The almshouses were built in 1670–72 around a quadrangle. A second quadrangle was instigated under the direction of Zachary Pearce, and completed in 1805. After 1821 land to the east was purchased and improvements were made in the grounds.

It is a Grade I listed building, as is a gateway leading on to High Street. It is the oldest building in Bromley.

==Sheppard's College==
Sheppard's College was built in the grounds of Bromley College in 1840 by a Mrs Sheppard, sister of the President of Magdalen College, Oxford, to provide accommodation for daughters who had lived with their mothers in Bromley College. It is a Grade II listed building comprising a terrace of five houses in Tudor Gothic style, the central house being set forward from the others.

==Bromley and Sheppard's Colleges Charity==
The organisation is registered charity # 210337 with the Charity Commission for England and Wales. Its purpose is to provide housing for retired Church of England clergy and their spouses, retired widows and widowers of clerks, a divorced or separated spouse of a clerk or the unmarried child or step-child of a deceased collegian. A preference is given to those who have held office in the Diocese of Rochester.

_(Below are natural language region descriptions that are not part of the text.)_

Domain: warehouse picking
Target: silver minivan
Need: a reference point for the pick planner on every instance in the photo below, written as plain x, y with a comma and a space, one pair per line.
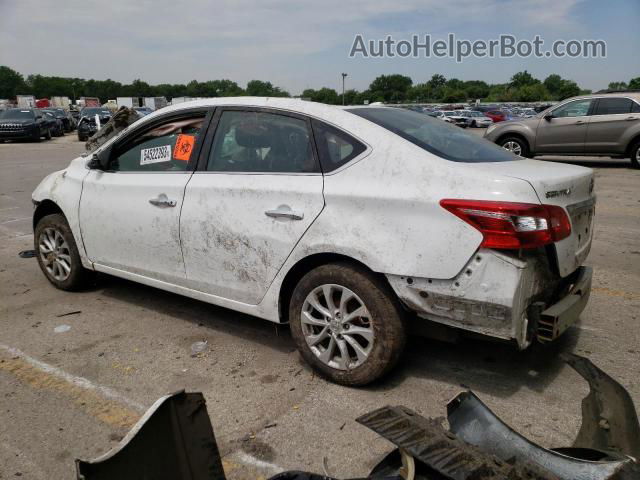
605, 124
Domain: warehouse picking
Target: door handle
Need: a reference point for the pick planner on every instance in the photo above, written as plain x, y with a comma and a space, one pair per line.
162, 201
284, 211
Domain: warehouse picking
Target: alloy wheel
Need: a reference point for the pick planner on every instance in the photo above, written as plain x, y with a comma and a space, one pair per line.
512, 146
55, 254
337, 326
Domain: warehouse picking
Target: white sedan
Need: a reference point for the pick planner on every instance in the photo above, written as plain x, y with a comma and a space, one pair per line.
351, 224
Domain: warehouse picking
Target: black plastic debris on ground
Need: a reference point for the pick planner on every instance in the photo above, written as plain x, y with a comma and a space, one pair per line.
174, 440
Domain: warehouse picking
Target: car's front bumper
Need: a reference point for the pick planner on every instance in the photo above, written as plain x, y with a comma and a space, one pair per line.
501, 295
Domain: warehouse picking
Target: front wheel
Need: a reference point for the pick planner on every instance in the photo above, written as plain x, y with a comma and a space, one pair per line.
515, 145
347, 324
58, 255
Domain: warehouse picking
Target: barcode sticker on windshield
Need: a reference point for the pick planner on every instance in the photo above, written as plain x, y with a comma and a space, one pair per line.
155, 155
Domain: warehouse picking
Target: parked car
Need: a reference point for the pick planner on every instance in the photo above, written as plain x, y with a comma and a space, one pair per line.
57, 129
24, 123
87, 125
496, 115
143, 111
605, 124
476, 119
440, 115
350, 224
68, 123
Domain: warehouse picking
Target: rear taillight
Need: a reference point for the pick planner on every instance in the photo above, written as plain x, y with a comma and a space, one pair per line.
512, 225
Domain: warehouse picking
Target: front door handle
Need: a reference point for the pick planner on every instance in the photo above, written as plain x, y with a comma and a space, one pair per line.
284, 211
162, 201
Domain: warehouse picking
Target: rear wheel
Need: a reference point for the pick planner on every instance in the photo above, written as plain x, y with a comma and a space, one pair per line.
635, 155
347, 324
58, 255
516, 145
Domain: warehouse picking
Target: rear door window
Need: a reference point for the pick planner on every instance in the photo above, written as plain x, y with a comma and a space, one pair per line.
577, 108
262, 142
166, 147
335, 147
613, 106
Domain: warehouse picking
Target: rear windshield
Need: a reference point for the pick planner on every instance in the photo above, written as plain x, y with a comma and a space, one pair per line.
435, 136
16, 114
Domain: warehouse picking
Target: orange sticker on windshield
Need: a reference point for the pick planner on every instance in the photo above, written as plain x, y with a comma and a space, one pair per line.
184, 147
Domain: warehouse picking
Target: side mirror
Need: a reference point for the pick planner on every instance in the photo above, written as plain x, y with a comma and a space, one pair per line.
100, 161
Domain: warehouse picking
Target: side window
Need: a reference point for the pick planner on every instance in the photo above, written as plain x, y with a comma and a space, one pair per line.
261, 142
577, 108
166, 147
334, 146
613, 106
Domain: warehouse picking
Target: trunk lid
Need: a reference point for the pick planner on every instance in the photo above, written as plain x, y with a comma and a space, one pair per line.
567, 186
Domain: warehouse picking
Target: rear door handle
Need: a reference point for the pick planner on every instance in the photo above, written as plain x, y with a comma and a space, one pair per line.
162, 201
284, 211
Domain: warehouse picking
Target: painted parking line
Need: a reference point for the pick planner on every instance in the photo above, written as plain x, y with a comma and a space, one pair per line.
104, 403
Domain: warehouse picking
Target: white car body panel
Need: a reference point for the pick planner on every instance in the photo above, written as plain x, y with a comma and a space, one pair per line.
121, 229
381, 209
225, 229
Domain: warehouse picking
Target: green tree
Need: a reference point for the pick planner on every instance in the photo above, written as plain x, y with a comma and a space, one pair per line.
11, 83
391, 88
522, 79
617, 86
258, 88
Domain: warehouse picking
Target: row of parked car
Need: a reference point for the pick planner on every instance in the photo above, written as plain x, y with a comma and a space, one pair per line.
480, 116
38, 123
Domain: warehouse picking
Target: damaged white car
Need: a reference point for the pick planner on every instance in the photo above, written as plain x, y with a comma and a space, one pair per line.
349, 224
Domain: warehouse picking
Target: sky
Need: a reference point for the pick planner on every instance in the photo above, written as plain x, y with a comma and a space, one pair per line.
297, 44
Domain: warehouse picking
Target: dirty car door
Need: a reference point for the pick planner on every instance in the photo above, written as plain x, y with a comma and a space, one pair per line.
256, 191
129, 214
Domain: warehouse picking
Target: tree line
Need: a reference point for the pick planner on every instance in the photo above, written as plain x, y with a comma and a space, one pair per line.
522, 87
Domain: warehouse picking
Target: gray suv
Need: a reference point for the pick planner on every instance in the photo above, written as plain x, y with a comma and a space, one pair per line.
605, 124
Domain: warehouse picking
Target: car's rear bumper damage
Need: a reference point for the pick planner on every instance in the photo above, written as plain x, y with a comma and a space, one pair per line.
501, 295
174, 440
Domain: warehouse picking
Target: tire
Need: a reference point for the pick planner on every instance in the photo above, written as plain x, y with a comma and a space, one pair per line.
381, 323
517, 146
54, 231
635, 155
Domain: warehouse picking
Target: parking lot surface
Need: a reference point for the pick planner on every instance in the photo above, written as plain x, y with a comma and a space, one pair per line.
78, 369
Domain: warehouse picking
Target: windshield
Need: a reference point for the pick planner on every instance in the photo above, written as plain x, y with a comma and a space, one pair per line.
95, 111
16, 114
435, 136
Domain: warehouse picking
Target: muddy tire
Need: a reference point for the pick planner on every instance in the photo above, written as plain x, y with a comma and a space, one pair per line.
635, 155
356, 336
58, 255
516, 145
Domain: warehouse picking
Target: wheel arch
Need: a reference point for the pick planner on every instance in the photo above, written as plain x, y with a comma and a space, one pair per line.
634, 140
514, 134
44, 208
304, 266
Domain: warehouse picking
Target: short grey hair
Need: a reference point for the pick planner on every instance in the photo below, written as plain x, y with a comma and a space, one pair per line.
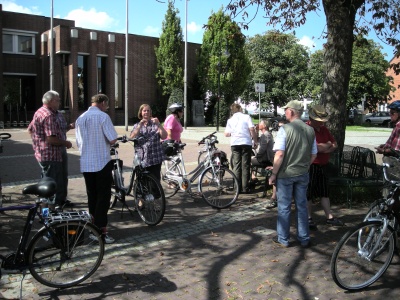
48, 96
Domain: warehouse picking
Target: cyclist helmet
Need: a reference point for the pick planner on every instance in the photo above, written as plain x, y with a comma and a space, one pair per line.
176, 107
395, 105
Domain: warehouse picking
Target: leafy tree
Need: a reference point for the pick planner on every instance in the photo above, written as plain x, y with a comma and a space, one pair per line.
367, 74
341, 25
175, 97
315, 74
278, 61
223, 67
169, 53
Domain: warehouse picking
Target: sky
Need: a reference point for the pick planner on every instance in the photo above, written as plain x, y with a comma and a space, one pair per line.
145, 17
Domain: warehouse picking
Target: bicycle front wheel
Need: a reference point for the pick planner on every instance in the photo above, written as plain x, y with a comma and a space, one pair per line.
354, 266
219, 187
169, 168
65, 254
149, 199
375, 210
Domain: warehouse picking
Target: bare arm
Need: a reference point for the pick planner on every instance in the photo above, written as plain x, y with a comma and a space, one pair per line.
55, 141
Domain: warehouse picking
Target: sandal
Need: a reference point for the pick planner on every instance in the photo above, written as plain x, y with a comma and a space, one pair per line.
272, 203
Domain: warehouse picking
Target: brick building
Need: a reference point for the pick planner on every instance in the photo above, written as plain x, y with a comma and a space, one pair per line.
86, 62
396, 80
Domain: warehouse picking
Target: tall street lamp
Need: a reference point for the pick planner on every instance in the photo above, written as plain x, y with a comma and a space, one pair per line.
226, 54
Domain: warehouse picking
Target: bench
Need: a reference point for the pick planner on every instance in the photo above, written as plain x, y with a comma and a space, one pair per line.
354, 167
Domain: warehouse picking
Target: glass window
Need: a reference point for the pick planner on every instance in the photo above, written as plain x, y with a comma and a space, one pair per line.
24, 44
7, 43
101, 75
118, 81
82, 82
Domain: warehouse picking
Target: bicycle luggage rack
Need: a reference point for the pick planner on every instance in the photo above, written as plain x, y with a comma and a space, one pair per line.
81, 215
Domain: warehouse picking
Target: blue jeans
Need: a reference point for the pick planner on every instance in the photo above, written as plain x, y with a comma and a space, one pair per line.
286, 189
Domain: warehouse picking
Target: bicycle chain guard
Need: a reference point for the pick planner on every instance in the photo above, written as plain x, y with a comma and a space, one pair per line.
81, 215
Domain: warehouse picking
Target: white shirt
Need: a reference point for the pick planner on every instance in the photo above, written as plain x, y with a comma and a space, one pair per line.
94, 131
239, 127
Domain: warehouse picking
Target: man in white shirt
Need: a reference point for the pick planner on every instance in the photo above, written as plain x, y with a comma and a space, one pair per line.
94, 135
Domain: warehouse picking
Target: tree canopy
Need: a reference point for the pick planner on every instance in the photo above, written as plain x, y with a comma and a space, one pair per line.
341, 27
223, 66
169, 53
278, 61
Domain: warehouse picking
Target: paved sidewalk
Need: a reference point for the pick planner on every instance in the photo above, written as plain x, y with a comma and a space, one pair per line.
196, 252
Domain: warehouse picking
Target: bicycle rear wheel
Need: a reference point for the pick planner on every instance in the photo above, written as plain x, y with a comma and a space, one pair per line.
351, 266
375, 210
65, 254
219, 189
170, 186
149, 199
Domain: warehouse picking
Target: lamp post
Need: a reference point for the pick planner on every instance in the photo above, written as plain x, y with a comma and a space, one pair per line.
226, 54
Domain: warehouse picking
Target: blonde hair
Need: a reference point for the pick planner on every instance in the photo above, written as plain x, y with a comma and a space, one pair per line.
236, 108
141, 109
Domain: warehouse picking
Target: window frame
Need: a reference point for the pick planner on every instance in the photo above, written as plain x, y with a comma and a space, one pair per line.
15, 34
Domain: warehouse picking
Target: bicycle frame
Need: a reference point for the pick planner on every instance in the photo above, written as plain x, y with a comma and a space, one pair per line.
34, 210
185, 182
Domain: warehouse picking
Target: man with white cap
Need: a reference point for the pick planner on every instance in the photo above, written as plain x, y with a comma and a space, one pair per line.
318, 186
295, 150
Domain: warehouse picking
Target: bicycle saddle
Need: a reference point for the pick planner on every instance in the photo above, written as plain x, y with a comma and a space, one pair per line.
45, 188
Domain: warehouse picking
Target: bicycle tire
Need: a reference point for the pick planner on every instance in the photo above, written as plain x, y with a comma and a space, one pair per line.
222, 190
149, 199
170, 186
349, 268
65, 254
4, 136
202, 156
374, 211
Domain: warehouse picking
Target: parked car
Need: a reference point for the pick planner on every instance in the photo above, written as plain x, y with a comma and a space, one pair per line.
264, 113
378, 118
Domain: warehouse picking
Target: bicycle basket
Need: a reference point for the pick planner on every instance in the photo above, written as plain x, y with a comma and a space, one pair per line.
222, 157
170, 147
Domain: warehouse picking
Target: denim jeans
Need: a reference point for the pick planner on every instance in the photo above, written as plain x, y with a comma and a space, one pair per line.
98, 189
241, 157
286, 189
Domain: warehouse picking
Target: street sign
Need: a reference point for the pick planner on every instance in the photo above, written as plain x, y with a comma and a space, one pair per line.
260, 87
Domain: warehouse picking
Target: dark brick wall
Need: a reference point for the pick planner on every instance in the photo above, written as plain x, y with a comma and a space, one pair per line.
142, 85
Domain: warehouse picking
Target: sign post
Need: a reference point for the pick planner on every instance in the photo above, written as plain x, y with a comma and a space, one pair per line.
260, 88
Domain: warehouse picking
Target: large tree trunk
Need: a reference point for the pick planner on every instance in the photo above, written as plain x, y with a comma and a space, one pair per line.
340, 17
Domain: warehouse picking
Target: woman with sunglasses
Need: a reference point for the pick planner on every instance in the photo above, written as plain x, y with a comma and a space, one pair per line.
173, 124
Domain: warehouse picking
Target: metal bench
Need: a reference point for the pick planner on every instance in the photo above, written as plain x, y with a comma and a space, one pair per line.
354, 167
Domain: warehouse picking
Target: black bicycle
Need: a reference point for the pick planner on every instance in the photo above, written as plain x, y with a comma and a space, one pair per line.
68, 248
148, 196
365, 252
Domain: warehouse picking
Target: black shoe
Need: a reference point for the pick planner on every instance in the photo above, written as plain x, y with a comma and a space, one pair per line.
67, 203
245, 191
276, 241
312, 225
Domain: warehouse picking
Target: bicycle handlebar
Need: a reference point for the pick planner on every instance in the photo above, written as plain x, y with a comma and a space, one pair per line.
211, 135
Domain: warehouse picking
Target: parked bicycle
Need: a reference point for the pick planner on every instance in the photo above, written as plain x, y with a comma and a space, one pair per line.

It is run by a body of trustees which includes ex-officio positions assigned to the Archbishop of Canterbury, the Bishop of London, the Bishop of Rochester, the Dean of St Paul's, the Archdeacon of Bromley and Bexley and the Chancellor of the Diocese of Rochester. Some of these appoint deputies who manage the college with seven more co-opted trustees, while day-to-day administration is the responsibility of the Chaplain.